Суда, на корме которых значился порт приписки «Одесса», ходили по всем европейским странам, в Северную и Южную Америку, в Австралию, в Китай, Корею, Японию, связав торговые отношения СССР со всем миром.

Вместе с этим флотом рос и я. Война, гетто, концлагерь помешали мне получить образование. И, начав после войны плавать кочегаром, я постоянно учился. Учился заочно, как говорили тогда, «без отрыва от производства». Свои «университеты» проходил в море. После вахт сидел за учебниками. А наглядными пособиями в моей учебе были котлы, паровые машины и дизеля. Получив диплом судового механика, плавал четвертым, третьим, вторым, потом старшим механиком.

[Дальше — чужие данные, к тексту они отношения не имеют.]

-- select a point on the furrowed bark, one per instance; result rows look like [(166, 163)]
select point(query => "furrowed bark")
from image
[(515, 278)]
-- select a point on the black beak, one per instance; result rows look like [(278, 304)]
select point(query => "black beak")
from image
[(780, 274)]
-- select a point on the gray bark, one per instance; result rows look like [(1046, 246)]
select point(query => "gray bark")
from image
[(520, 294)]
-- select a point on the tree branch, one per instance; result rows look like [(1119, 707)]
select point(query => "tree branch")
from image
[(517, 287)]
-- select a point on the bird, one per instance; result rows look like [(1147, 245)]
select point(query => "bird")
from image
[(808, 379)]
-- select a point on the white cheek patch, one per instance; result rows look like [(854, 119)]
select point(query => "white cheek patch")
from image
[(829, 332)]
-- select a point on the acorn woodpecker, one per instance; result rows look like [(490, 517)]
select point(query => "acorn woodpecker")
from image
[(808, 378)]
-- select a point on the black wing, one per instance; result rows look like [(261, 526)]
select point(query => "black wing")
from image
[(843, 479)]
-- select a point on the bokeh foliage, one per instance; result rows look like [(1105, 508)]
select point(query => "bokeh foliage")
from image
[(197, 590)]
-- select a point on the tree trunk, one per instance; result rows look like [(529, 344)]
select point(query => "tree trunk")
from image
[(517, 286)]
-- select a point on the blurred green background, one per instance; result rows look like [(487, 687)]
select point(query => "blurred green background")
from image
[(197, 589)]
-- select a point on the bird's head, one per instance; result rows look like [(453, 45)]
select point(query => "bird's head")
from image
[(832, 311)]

И так же, как на моих глазах, возрождалось и крепло Черноморское пароходство, точно так на моих глазах оно начало разваливаться в годы горбачевской перестройки.

Точнее, не разваливаться, а разворовываться.

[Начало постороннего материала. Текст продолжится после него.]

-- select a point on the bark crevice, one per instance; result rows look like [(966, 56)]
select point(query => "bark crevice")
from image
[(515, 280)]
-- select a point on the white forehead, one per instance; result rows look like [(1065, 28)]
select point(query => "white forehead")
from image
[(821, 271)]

...1997 год. Черноморское пароходство агонизирует. Десятки судов стоят арестованными в разных портах мира за долги пароходства. А те, что еще плавают, растаскиваются невесть откуда появившимися оффшорными компаниями с непонятными морякам названиями: «Ви-шип», «Кордо-Интернейшенел», «Колбай» и так далее.

Во главе этих компаний - пароходское начальство. Особняки этой элиты со сказочной быстротой растут в самых живописных уголках Одессы. А в то же время толпы моряков - капитаны, механики, радисты, матросы, повара, электрики осаждают бухгалтерию пароходства в надежде получить заработанные в море деньги. Но денег в пароходстве нет...

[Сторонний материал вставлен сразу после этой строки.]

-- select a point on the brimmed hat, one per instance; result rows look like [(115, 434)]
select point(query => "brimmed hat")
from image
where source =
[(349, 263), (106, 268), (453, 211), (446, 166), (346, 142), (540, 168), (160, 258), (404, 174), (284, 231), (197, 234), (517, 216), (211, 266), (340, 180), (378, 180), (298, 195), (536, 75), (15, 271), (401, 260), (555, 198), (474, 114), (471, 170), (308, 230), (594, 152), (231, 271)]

И вот, в это смутное время, меня, старшего механика проданного на металлолом теплохода «Аркадий Гайдар», на котором я проплавал много лет, и, как многие моряки, оставшегося без работы, вызывают в отдел кадров пароходства и предлагают лететь в Сингапур на теплоход «Петр Старостин», сменить находившегося 10 месяцев в рейсе старшего механика

Разумеется, я согласился!

И лишь прилетев в Сингапур, узнал, что мне предстоит работать на ржавом, изношенном судне, требующего серьезного ремонта

«Петр Старостин» был в таком плачевном состоянии, да еще с потерявшими срок судовыми документами, что его не захотела брать ни одна из новоиспеченных оффшорных компаний, и поэтому он числился за разваливающимся пароходством.

До прихода в Сингапур теплоход работал в Персидском заливе на линии Саудовская Аравия - Кувейт. В Сингапуре он должен был стать в док. Но пароходству было не до «Петра Старостина». Денег на ремонт не переводили, и теплоход стоял на дальнем рейде Сингапура в унылом ожидании своей участи.

Но как бы то ни было, сменив улетевшего в Одессу стармеха, я был уже не жалким просителем, часами простаивающим в переполненном моряками коридоре бухгалтерии или под дверьми инспекторов отдела кадров в надежде получить какую-нибудь работу. Я был старшим механиком, пусть и такого, но океанского судна, которое должно стать на ремонт не в Одессе или Ильичевске, а в Сингапуре!

К тому же, после плавания в Персидском заливе рефрижераторные камеры теплохода были полны продуктов. Ананасы, бананы, апельсины, манго можно было есть в неограниченном количестве. Дизельного Топлива тоже хватало, и от работающего кондиционера в каюте было так прохладно, что по ночам я спал под одеялом. А были мы в тропиках!..

Ознакомившись с механизмами и системами машинного отделения, облазив пустые гулкие трюмы, осмотрев грузовые лебедки, брашпиль и швартовные шпили, я сел за изучение ремонтной ведомости, составленной моими предшественником, дополняя ее своими замечаниями.

На палубу почти не выходил. Видневшиеся вдали небоскребы Сингапура и близкие к нашей якорной стоянке берега Малаккского пролива с раннего утра уже были подернуты дымкой зноя.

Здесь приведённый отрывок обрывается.